By coming home, at least in a figurative sense.
Shull (then Christensen) grew up in the almost impossibly quaint little pocket of St. Paul called St. Anthony Park. Mayor George Latimer used to drive her to preschool. But after attending Murray Junior High, Como Park High School and the University of Minnesota, she went coastal, to Massachusetts for college and then to Northern California for high-tech work.
Then and there, her wanderlust morphed into "a yearning for a place that felt like home," she said.
"When I visited Oregon on business trips, everyone was friendly, people said hello and asked -- genuinely wanting to know -- how are you? I found this very much like Minnesota."
So she moved there and, while working at Sequent, fell in love with a fellow employee. Turned out that Scott Shull had winemaking aspirations, and he spent a long lunch in the office cafeteria delineating for Annie "all the government agencies he had just garnered approval from to transform Raptor Ridge from amateur winemaking to a fully licensed commercial winemaking venture."
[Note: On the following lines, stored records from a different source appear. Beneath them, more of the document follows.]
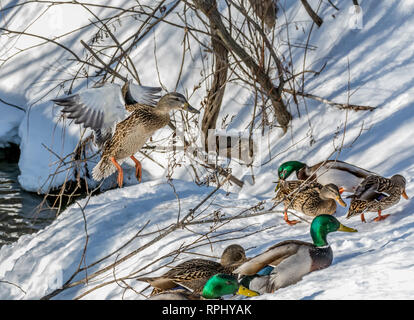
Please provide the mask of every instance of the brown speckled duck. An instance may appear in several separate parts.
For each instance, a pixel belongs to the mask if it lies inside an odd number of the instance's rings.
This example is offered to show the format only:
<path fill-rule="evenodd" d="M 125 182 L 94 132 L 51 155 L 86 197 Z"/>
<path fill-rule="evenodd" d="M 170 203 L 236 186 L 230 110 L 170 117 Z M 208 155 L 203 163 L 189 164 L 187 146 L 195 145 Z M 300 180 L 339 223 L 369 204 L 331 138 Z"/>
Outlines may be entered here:
<path fill-rule="evenodd" d="M 361 215 L 361 221 L 366 222 L 364 212 L 377 212 L 374 221 L 386 219 L 389 214 L 382 215 L 382 210 L 397 204 L 401 196 L 409 199 L 405 192 L 406 180 L 402 175 L 393 175 L 390 179 L 377 175 L 368 176 L 361 182 L 352 198 L 346 218 Z"/>
<path fill-rule="evenodd" d="M 323 186 L 317 182 L 306 183 L 302 180 L 280 181 L 276 190 L 277 194 L 273 200 L 283 201 L 284 220 L 289 225 L 294 225 L 299 220 L 288 219 L 288 208 L 316 217 L 320 214 L 334 214 L 336 202 L 346 207 L 338 187 L 332 183 Z"/>
<path fill-rule="evenodd" d="M 101 160 L 92 172 L 95 180 L 118 170 L 118 186 L 122 187 L 120 164 L 129 157 L 135 162 L 135 174 L 141 182 L 142 166 L 134 154 L 156 130 L 169 123 L 169 112 L 199 113 L 182 94 L 171 92 L 160 98 L 156 95 L 160 91 L 161 88 L 138 86 L 129 81 L 122 88 L 109 83 L 52 100 L 64 107 L 62 112 L 68 113 L 68 118 L 94 131 L 95 143 L 102 150 Z"/>
<path fill-rule="evenodd" d="M 137 280 L 148 282 L 154 287 L 151 295 L 177 286 L 189 289 L 195 294 L 201 294 L 208 279 L 218 273 L 231 274 L 245 260 L 244 249 L 233 244 L 224 249 L 220 263 L 205 259 L 191 259 L 178 264 L 161 276 L 142 277 Z"/>

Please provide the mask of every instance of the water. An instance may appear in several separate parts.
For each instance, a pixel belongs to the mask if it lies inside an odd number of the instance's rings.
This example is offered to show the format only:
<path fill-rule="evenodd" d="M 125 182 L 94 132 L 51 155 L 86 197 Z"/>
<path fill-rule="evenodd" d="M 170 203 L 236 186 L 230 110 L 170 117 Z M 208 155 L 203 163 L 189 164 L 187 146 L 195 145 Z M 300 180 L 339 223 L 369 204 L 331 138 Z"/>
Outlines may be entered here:
<path fill-rule="evenodd" d="M 0 247 L 37 232 L 56 216 L 51 209 L 39 212 L 42 196 L 21 189 L 17 160 L 18 147 L 0 149 Z"/>

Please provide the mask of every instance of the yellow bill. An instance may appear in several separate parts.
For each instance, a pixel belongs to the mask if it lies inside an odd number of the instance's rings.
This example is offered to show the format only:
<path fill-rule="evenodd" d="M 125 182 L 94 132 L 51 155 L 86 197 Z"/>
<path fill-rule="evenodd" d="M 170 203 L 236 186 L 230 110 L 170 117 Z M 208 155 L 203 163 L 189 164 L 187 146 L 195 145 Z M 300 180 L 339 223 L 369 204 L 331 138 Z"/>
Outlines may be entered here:
<path fill-rule="evenodd" d="M 242 286 L 242 285 L 239 286 L 239 290 L 237 291 L 237 294 L 240 294 L 246 297 L 256 297 L 259 295 L 256 291 L 247 289 L 245 286 Z"/>
<path fill-rule="evenodd" d="M 407 194 L 405 193 L 405 190 L 403 191 L 403 193 L 401 194 L 404 199 L 409 200 L 410 198 L 408 198 Z"/>
<path fill-rule="evenodd" d="M 344 200 L 342 200 L 342 198 L 340 196 L 337 196 L 335 198 L 336 202 L 338 202 L 341 206 L 346 207 L 346 203 L 344 202 Z"/>
<path fill-rule="evenodd" d="M 340 225 L 339 225 L 339 229 L 338 229 L 338 231 L 343 231 L 343 232 L 358 232 L 358 230 L 357 230 L 357 229 L 354 229 L 354 228 L 350 228 L 350 227 L 344 226 L 343 224 L 340 224 Z"/>

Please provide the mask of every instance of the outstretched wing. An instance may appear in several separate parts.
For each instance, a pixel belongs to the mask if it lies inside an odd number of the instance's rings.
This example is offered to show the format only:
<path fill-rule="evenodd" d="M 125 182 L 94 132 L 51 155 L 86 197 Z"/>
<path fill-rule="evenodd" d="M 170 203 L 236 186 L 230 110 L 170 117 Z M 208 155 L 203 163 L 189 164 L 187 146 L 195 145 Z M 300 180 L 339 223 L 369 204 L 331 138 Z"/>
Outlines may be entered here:
<path fill-rule="evenodd" d="M 160 87 L 140 86 L 132 83 L 132 80 L 129 80 L 125 85 L 125 102 L 127 105 L 139 103 L 155 106 L 158 99 L 161 98 L 161 96 L 158 95 L 162 90 Z"/>
<path fill-rule="evenodd" d="M 121 87 L 113 83 L 52 101 L 63 107 L 61 111 L 67 113 L 69 119 L 94 130 L 98 145 L 112 137 L 116 124 L 129 115 Z"/>

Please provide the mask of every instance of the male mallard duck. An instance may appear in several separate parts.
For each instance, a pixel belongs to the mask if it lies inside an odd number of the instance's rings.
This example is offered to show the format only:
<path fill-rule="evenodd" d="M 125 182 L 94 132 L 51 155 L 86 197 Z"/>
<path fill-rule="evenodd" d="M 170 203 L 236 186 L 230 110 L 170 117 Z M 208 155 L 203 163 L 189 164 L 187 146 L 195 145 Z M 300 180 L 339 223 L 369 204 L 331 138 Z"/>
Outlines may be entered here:
<path fill-rule="evenodd" d="M 94 131 L 94 140 L 102 150 L 101 160 L 92 172 L 95 180 L 106 178 L 118 170 L 118 186 L 122 187 L 120 163 L 129 157 L 135 162 L 135 175 L 141 182 L 142 166 L 134 154 L 156 130 L 169 123 L 169 112 L 186 110 L 199 113 L 177 92 L 167 93 L 158 100 L 159 96 L 155 94 L 160 90 L 131 82 L 122 88 L 111 83 L 52 100 L 64 107 L 62 112 L 68 113 L 68 118 L 76 119 L 75 123 L 82 123 Z"/>
<path fill-rule="evenodd" d="M 365 221 L 365 212 L 377 212 L 374 221 L 386 219 L 389 214 L 381 215 L 382 210 L 388 209 L 400 201 L 401 196 L 408 200 L 405 193 L 406 180 L 402 175 L 393 175 L 390 179 L 371 175 L 364 179 L 355 191 L 346 218 L 361 215 Z"/>
<path fill-rule="evenodd" d="M 311 223 L 310 234 L 313 243 L 287 240 L 249 259 L 233 273 L 242 278 L 240 283 L 260 294 L 271 293 L 279 288 L 294 284 L 308 273 L 327 268 L 333 260 L 333 252 L 326 240 L 330 232 L 357 230 L 342 225 L 335 217 L 322 214 Z M 265 275 L 257 273 L 268 269 Z"/>
<path fill-rule="evenodd" d="M 151 295 L 182 286 L 201 294 L 207 280 L 218 273 L 231 274 L 246 260 L 244 249 L 233 244 L 224 249 L 220 263 L 205 259 L 191 259 L 178 264 L 158 277 L 138 278 L 154 287 Z"/>
<path fill-rule="evenodd" d="M 319 162 L 311 167 L 299 161 L 288 161 L 278 169 L 279 179 L 287 179 L 293 172 L 299 180 L 316 180 L 322 185 L 334 183 L 340 192 L 354 192 L 360 182 L 371 174 L 371 171 L 339 160 Z"/>
<path fill-rule="evenodd" d="M 283 201 L 285 206 L 284 220 L 289 225 L 294 225 L 299 220 L 288 219 L 288 208 L 315 217 L 320 214 L 334 214 L 336 202 L 346 207 L 336 185 L 329 183 L 323 186 L 317 182 L 306 183 L 302 180 L 282 180 L 278 184 L 277 194 L 273 200 L 275 202 Z"/>
<path fill-rule="evenodd" d="M 229 294 L 248 297 L 258 294 L 240 285 L 237 279 L 229 274 L 219 273 L 212 276 L 204 285 L 201 294 L 186 289 L 168 290 L 151 296 L 148 300 L 203 300 L 218 299 Z"/>

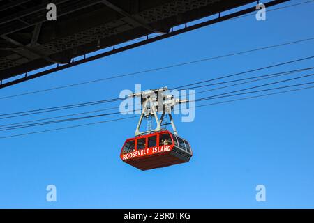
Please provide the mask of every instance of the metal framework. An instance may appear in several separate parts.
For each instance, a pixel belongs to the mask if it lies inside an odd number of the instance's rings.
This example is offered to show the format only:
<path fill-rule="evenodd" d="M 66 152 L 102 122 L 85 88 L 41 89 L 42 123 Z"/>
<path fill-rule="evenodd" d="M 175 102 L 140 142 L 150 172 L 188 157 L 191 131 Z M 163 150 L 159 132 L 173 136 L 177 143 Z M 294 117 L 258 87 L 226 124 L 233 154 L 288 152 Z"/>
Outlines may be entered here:
<path fill-rule="evenodd" d="M 187 100 L 180 100 L 174 98 L 173 95 L 170 94 L 167 87 L 163 87 L 155 90 L 149 90 L 140 93 L 136 93 L 128 95 L 128 98 L 139 97 L 141 98 L 142 113 L 137 123 L 135 130 L 135 137 L 142 134 L 151 133 L 154 132 L 160 132 L 163 130 L 162 123 L 165 120 L 165 114 L 167 114 L 170 121 L 171 126 L 174 133 L 178 135 L 174 121 L 172 118 L 172 112 L 174 105 L 182 103 L 187 103 Z M 160 115 L 160 118 L 158 116 Z M 156 121 L 156 128 L 151 129 L 151 123 L 149 123 L 147 130 L 140 132 L 140 128 L 143 118 L 147 118 L 149 121 L 151 118 Z"/>
<path fill-rule="evenodd" d="M 265 5 L 287 1 L 269 1 Z M 57 6 L 57 21 L 48 22 L 46 1 L 2 0 L 0 89 L 253 13 L 255 7 L 248 6 L 221 16 L 224 11 L 253 2 L 257 1 L 51 0 L 49 3 Z M 213 15 L 217 17 L 188 25 Z M 180 24 L 184 27 L 172 31 Z M 155 33 L 160 35 L 149 38 Z M 142 41 L 128 42 L 143 37 Z M 119 47 L 120 43 L 124 46 Z M 112 50 L 88 57 L 90 52 L 110 47 Z M 54 64 L 54 68 L 27 74 Z"/>

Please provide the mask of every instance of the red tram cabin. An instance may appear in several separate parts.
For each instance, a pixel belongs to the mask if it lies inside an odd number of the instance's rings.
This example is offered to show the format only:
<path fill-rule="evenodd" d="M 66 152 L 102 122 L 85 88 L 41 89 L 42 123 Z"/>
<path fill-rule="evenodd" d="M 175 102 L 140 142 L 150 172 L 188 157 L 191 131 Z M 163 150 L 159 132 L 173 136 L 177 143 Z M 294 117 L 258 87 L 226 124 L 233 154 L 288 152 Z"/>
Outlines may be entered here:
<path fill-rule="evenodd" d="M 141 170 L 188 162 L 192 157 L 188 142 L 168 130 L 128 139 L 120 157 Z"/>

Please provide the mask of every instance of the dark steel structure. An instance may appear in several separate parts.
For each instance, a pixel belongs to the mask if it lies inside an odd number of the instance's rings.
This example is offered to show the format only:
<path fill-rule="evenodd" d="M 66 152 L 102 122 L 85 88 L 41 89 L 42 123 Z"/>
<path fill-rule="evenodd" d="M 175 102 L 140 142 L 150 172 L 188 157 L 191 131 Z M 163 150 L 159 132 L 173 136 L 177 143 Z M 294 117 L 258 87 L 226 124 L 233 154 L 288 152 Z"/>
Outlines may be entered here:
<path fill-rule="evenodd" d="M 269 1 L 268 6 L 287 0 Z M 0 89 L 255 10 L 252 0 L 0 0 Z M 48 3 L 57 21 L 47 21 Z M 211 20 L 187 23 L 217 15 Z M 172 27 L 185 24 L 172 31 Z M 151 38 L 152 33 L 158 33 Z M 140 38 L 140 39 L 139 39 Z M 135 42 L 128 42 L 134 40 Z M 119 47 L 123 43 L 129 44 Z M 116 47 L 116 45 L 118 45 Z M 87 56 L 100 49 L 107 52 Z M 80 59 L 74 59 L 83 56 Z M 87 55 L 88 56 L 88 55 Z M 27 72 L 55 64 L 28 75 Z M 14 77 L 12 79 L 12 77 Z"/>

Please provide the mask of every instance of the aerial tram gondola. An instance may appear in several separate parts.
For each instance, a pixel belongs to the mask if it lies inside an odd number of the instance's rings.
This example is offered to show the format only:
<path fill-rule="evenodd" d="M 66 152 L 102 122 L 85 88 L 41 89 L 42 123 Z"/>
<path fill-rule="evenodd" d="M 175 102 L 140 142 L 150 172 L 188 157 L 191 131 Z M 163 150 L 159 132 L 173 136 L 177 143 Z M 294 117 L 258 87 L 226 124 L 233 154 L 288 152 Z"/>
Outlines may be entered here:
<path fill-rule="evenodd" d="M 143 171 L 188 162 L 192 157 L 191 147 L 186 139 L 178 135 L 172 116 L 174 106 L 187 100 L 174 98 L 173 95 L 165 93 L 167 90 L 163 88 L 129 95 L 141 98 L 142 110 L 135 136 L 126 140 L 120 157 L 123 162 Z M 160 119 L 158 112 L 161 113 Z M 163 128 L 166 114 L 169 116 L 173 132 Z M 151 121 L 153 117 L 156 128 L 151 130 L 149 120 Z M 147 131 L 140 132 L 144 118 L 149 120 L 149 127 Z"/>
Not what you'd call the most romantic rendezvous, but soon both a marriage and a winery emerged in the Chehalem Mountains, about 20 miles southwest of Portland.
Annie, a tall, dark-haired, handsome woman, did some organic gardening and beekeeping on the property, selling Raptor Ridge honey and helping with the winemaking in a converted barn. She kept her high-tech job until 2000, when the winery had grown to a 1,000-case-per-year output and needed a sales and marketing wiz such as herself.